Combined CT morphological and histogram features improve differentiation of PIMA from PINMA compared to separate models.
A retrospective cohort review analyzed data from 58 patients with solitary pulmonary invasive mucinous adenocarcinoma (PIMA) and 105 patients with pulmonary invasive non-mucinous adenocarcinoma (PINMA). The setting was not reported. The primary objective was to assess the ability of different computational models to differentiate between these two lung cancer subtypes.
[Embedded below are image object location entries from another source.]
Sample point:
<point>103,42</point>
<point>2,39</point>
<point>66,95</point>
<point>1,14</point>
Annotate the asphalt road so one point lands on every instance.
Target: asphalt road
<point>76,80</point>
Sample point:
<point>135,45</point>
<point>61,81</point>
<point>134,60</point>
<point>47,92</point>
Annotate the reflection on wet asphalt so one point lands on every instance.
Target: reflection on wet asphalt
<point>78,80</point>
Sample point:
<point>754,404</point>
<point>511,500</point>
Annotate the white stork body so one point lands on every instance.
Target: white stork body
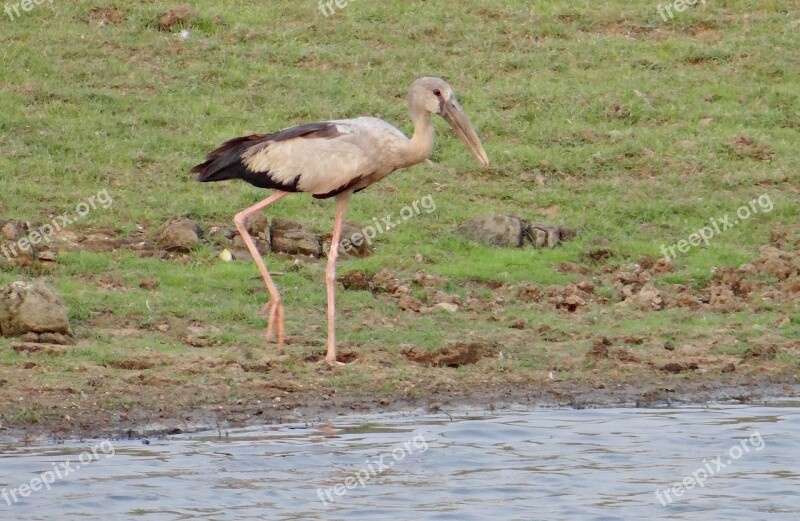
<point>333,159</point>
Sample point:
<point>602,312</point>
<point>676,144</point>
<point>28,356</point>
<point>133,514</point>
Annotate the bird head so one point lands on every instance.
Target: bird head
<point>436,96</point>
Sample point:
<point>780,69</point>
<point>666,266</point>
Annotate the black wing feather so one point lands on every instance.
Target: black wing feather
<point>226,161</point>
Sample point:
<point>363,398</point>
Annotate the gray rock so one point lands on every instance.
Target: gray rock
<point>494,230</point>
<point>352,242</point>
<point>289,237</point>
<point>179,236</point>
<point>27,307</point>
<point>511,231</point>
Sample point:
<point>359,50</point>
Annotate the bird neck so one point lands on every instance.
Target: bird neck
<point>421,143</point>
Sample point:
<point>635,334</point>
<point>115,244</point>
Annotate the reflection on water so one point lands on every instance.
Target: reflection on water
<point>533,464</point>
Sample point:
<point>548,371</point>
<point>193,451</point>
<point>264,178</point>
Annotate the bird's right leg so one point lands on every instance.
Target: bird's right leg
<point>274,307</point>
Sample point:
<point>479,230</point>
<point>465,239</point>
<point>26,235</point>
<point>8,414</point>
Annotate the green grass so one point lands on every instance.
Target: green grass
<point>629,120</point>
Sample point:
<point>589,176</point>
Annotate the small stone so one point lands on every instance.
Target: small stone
<point>31,307</point>
<point>55,338</point>
<point>30,336</point>
<point>409,303</point>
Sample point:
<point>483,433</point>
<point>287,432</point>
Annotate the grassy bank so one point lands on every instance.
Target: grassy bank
<point>634,130</point>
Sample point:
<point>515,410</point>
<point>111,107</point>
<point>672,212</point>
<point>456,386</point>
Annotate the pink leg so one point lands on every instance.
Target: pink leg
<point>330,276</point>
<point>274,306</point>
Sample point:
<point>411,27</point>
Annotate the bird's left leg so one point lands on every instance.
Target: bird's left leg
<point>274,306</point>
<point>342,201</point>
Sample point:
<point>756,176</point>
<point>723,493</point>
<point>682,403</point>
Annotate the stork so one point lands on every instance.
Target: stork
<point>332,159</point>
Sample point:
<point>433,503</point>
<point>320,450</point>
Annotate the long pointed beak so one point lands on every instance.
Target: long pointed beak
<point>454,114</point>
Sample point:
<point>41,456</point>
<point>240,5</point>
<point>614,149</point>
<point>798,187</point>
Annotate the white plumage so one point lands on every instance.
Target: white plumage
<point>333,159</point>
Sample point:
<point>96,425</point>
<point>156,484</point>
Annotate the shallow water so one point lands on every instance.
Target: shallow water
<point>527,464</point>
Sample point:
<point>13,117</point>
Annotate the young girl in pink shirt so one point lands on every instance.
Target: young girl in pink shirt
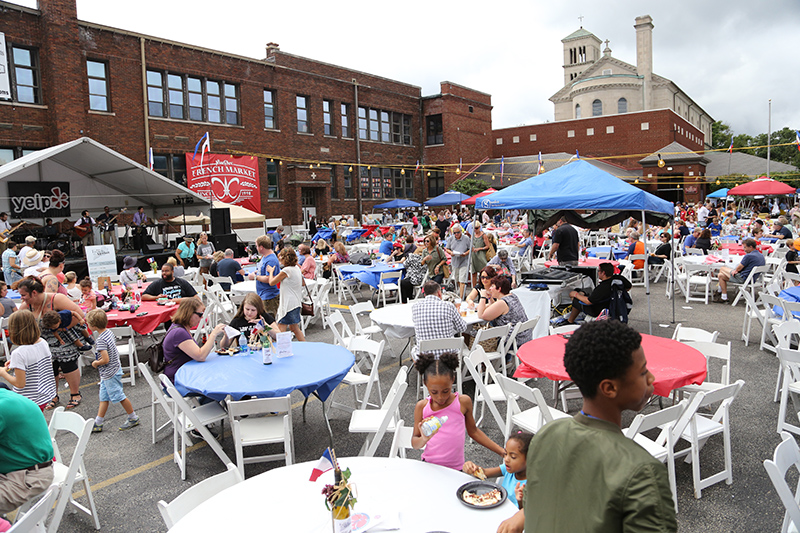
<point>445,447</point>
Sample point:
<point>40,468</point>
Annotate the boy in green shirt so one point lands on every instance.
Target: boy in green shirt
<point>583,473</point>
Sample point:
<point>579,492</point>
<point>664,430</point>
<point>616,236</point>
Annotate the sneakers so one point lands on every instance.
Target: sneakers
<point>129,424</point>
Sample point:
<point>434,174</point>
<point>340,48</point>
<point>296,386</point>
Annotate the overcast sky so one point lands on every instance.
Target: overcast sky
<point>731,57</point>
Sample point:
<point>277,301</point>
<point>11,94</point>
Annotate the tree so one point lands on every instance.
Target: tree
<point>469,186</point>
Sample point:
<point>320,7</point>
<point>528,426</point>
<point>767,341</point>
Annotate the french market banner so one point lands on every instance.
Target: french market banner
<point>225,178</point>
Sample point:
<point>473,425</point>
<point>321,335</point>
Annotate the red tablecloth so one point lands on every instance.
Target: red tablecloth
<point>156,315</point>
<point>588,262</point>
<point>673,364</point>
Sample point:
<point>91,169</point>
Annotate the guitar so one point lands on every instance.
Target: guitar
<point>5,235</point>
<point>105,226</point>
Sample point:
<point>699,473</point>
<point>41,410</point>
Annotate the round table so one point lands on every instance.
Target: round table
<point>314,367</point>
<point>156,315</point>
<point>248,286</point>
<point>387,487</point>
<point>673,364</point>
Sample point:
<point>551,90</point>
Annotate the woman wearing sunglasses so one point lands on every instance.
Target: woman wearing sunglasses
<point>179,346</point>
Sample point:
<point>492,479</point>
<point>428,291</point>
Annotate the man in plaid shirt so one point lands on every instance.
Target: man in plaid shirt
<point>434,318</point>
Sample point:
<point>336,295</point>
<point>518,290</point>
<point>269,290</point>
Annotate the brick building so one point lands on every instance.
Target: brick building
<point>329,137</point>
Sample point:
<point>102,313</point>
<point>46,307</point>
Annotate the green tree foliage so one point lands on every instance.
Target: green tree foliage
<point>469,186</point>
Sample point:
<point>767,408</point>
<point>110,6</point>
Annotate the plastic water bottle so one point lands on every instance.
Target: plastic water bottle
<point>429,427</point>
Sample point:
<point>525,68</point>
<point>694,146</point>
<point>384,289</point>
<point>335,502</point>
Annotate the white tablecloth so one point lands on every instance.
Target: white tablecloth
<point>247,286</point>
<point>283,499</point>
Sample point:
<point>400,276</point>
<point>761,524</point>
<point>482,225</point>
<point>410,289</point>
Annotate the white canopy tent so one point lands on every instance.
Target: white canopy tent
<point>98,176</point>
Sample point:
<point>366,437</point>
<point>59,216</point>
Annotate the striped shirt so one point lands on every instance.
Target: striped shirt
<point>108,342</point>
<point>35,361</point>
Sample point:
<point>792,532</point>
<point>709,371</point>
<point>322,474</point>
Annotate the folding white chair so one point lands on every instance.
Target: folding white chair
<point>754,280</point>
<point>672,422</point>
<point>519,327</point>
<point>788,384</point>
<point>787,454</point>
<point>33,520</point>
<point>376,422</point>
<point>702,427</point>
<point>531,419</point>
<point>487,389</point>
<point>253,430</point>
<point>401,441</point>
<point>684,334</point>
<point>126,346</point>
<point>157,397</point>
<point>501,334</point>
<point>187,418</point>
<point>321,300</point>
<point>356,377</point>
<point>342,335</point>
<point>389,281</point>
<point>66,475</point>
<point>454,344</point>
<point>198,494</point>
The study compared three prediction strategies: a separate CT morphological model, a separate CT histogram-based model, and a combined model integrating both feature types. The primary outcome measured was the area under the curve (AUC) for each approach. Secondary outcomes included calibration and clinical applicability.
Results indicated that the separate CT morphological model achieved an AUC of 0.754. The separate CT histogram-based model performed better with an AUC of 0.820. The combined prediction model demonstrated the highest performance with an AUC of 0.845. No adverse events, discontinuations, or safety data were reported as the intervention involved computational analysis rather than a pharmacologic or procedural therapy.
Key limitations include the retrospective nature of the data and the relatively small sample size of 163 patients total. The study design precludes definitive conclusions on generalizability. While the authors note the nomogram provides a practical tool for non-invasive diagnosis, the evidence remains observational. Clinicians should interpret these findings as preliminary regarding the superiority of combined features over separate models in routine practice.